A robin sits in our crabapple tree looking cold. It's 22 degrees out - probably as warm as it will get today. I wonder if the robin will stay all winter. At least he looks fat. Geese seem equally ambivalent about their traditional trip south. Yesterday as the ice from Monday's storm melted (and before that afternoon's snow) I was outside trying to catch some photos of the ice-encased trees. I heard geese and looked up to see a ragged V flying more or less west. A few more photos later and the geese were back - this time flying east. It was the same group - what was up? I know they sometime stop off for several days to fatten up, or some such, at local ponds, preparing for the next leg of their journey - but it seems way too late for that.
We hung some suet in a little wire mesh box from one of the branches of the crabapple tree. Now lots of birds come to it throughout the day: sparrows, titmice, juncos, cardinals, and downy woodpeckers - at least these are the birds I've identified. The woodpeckers spend a lot of time at the suet feeder, and they seem very tame - I was able to get close enough to one to get a photo of one.
But the robin just sits - does not seem to interact with the other birds, nor does he eat the suet or the seeds that are in another part of the tree. Perhaps he eats the shriveled crabapples - there are still a lot of them.

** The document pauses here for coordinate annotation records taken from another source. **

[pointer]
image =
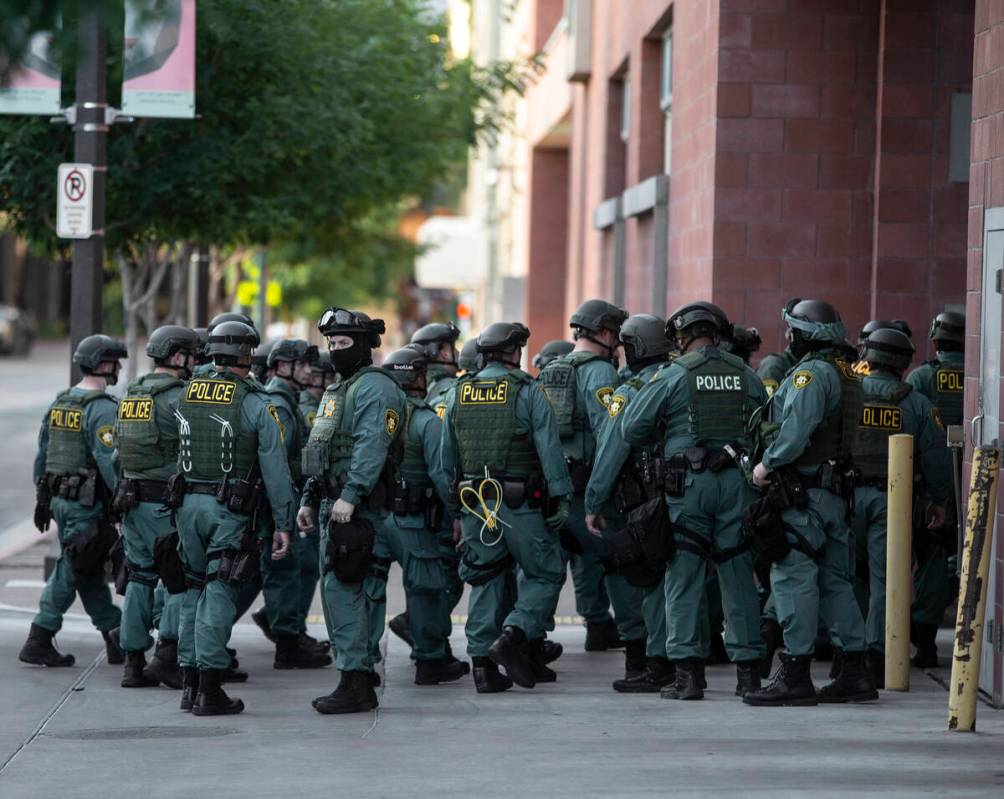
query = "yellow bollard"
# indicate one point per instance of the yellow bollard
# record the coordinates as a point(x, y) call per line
point(973, 589)
point(899, 561)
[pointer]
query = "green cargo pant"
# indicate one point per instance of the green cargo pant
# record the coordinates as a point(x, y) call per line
point(208, 615)
point(711, 512)
point(142, 526)
point(535, 550)
point(416, 549)
point(63, 584)
point(805, 590)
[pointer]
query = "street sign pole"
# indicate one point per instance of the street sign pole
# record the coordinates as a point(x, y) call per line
point(89, 147)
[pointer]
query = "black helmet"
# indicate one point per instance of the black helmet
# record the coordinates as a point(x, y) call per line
point(949, 327)
point(230, 342)
point(95, 349)
point(551, 350)
point(596, 315)
point(889, 347)
point(291, 349)
point(169, 338)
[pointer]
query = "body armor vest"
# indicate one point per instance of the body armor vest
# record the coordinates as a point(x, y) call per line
point(881, 418)
point(67, 453)
point(834, 439)
point(718, 410)
point(488, 434)
point(214, 445)
point(558, 381)
point(146, 429)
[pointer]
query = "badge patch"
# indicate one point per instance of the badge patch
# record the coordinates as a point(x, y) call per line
point(801, 378)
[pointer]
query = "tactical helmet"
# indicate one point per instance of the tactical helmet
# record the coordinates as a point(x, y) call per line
point(552, 349)
point(407, 365)
point(230, 342)
point(644, 337)
point(169, 338)
point(595, 315)
point(291, 349)
point(889, 347)
point(95, 349)
point(949, 327)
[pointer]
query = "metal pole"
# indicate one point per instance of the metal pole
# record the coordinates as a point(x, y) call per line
point(89, 147)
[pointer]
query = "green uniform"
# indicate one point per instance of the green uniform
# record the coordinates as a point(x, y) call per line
point(814, 417)
point(892, 408)
point(702, 401)
point(76, 433)
point(500, 421)
point(229, 430)
point(147, 440)
point(580, 385)
point(613, 456)
point(357, 420)
point(419, 496)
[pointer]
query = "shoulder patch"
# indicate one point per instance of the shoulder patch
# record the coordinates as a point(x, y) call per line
point(801, 378)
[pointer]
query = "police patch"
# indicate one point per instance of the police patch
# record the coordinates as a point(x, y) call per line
point(801, 378)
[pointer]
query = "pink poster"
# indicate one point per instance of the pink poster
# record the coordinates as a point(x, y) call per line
point(34, 86)
point(160, 59)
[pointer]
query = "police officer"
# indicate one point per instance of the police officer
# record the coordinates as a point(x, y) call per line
point(619, 474)
point(892, 407)
point(410, 535)
point(283, 619)
point(579, 386)
point(815, 413)
point(232, 459)
point(700, 405)
point(146, 436)
point(501, 442)
point(358, 419)
point(940, 380)
point(75, 480)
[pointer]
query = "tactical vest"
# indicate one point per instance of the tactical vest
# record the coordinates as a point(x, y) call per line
point(881, 418)
point(143, 430)
point(834, 439)
point(947, 382)
point(557, 379)
point(67, 452)
point(718, 405)
point(488, 435)
point(214, 445)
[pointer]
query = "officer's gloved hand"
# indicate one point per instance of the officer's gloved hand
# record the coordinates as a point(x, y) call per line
point(556, 522)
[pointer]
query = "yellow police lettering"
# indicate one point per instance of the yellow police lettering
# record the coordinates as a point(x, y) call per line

On another note, last Friday night, Marlene and I watched Moulin Rouge on DVD. If reacting to a popular form of entertainment with a definite "What is this shit?" is a sign of passing into the so-called older generation, well, that night marked my passage. Since we bought a DVD player and subscribed to Netflix, we've watched a lot of excellent movies. This was not one of them. But what a relief that we never paid the price of film tickets.